The disc opens not with the sound of a guitar being tortured by EVH but of a Wurlitzer electric piano being played through an MXR Flanger and 100-watt Marshall.
And the Cradle Will Rock… was the first track to feature Eddie playing keyboards, a form of instrument that he was somewhat of a child prodigy on. His guitar work on this sorry tale of a wayward youth with poor grades provides colour rather driving the song; his guitar solo is short but spectacular, apparently inspired by Allan Holdsworth’s work.
On
Everybody Wants Some!!, Alex Van Halen pounds the jungle drums and Diamond Dave talks dirty while Eddie and Mike explode around them.
Fools is the album’s longest track. On an extended intro, Eddie noodles, shreds and generally shows off before morphing the music into a juddering riff. DLR described the tune as a heavy-duty Broadway shuffle that sounds like the city streets at night.
Side one ends with show opener
Romeo Delight - a pulsing hard rocker where Michael Anthony’s bass throbs like an idling dodge charger.
Tora Tora is basically a Sabbathesque intro to
Loss of Control, which is VH’s version of speed metal.
Take Your Whiskey Home starts with some acoustic blues before turning into a midtempo rocker on which Alex stomps like Bonham and swings like Charlie Watts and Dave sips from a bottle of JD filled with iced tea.
Could This Be Magic? is essentially the album’s title track. It’s an acoustic folk foot-tapper laid down in one take that brings sunshine to a rainy day, with David on rhythm guitar and Edward using a bottleneck given to him by Ted Templeman just a few days earlier. Eddie had never previously played slide but still conjures up something to give Ry Cooder a run for his money.
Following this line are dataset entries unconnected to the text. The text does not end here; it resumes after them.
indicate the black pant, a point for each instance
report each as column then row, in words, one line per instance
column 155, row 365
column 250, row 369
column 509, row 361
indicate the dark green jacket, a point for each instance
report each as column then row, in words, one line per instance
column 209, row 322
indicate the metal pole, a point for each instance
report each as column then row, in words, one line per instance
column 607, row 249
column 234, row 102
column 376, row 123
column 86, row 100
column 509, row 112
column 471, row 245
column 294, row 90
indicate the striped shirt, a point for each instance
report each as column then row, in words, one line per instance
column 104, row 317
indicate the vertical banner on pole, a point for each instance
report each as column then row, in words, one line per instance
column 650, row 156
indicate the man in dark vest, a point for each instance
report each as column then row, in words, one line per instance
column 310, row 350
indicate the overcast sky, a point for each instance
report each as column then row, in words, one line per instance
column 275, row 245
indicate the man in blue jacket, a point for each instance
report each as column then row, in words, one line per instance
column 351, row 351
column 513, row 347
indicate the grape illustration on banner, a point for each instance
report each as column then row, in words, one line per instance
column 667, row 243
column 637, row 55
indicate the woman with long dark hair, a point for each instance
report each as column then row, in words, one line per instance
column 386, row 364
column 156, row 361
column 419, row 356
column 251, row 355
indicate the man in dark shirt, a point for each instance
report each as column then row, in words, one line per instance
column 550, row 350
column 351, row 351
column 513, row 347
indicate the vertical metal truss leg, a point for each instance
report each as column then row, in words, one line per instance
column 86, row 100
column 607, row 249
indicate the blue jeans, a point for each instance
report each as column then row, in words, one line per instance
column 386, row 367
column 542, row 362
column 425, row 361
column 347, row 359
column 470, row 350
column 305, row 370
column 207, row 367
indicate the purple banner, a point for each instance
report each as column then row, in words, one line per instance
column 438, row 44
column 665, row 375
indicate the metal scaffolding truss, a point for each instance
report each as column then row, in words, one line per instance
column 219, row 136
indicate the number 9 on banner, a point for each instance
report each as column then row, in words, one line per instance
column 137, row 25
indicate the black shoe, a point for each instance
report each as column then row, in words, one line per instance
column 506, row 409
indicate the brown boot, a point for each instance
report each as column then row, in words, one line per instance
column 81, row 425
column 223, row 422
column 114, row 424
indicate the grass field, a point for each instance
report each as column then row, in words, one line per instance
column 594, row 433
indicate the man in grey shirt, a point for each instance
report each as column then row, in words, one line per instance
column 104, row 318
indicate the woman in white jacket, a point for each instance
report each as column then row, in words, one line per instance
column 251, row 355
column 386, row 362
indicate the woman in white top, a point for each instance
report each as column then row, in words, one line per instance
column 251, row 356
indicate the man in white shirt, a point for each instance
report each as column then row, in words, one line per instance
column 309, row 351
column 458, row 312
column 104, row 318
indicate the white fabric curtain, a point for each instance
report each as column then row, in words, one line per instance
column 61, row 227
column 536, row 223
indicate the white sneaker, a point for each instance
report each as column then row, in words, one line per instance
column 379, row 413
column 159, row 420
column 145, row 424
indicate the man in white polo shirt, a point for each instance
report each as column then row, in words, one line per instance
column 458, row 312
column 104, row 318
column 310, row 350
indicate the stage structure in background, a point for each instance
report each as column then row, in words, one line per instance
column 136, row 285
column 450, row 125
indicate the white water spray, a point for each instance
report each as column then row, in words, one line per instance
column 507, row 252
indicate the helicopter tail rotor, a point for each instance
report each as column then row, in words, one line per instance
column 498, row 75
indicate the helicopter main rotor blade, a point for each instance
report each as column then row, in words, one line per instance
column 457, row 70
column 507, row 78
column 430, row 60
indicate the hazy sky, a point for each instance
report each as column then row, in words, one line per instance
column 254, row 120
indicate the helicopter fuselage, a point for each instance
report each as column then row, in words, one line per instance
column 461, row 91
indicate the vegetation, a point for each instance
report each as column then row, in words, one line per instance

In A Simple Rhyme closes the album in fine style. The track is not quite a simple as it might first appear. It’s one of the few songs on the album to feature the band’s joyous surf boy harmonies – described by David Fricke of Rolling Stone as the sound of The Byrds singing through a sewer pipe. However, like the rest of the record it is the sound of Amercia’s greatest rock ‘n’ roll band having fun.
Well, ain’t life grand when you finally hit it? Might as well Jump.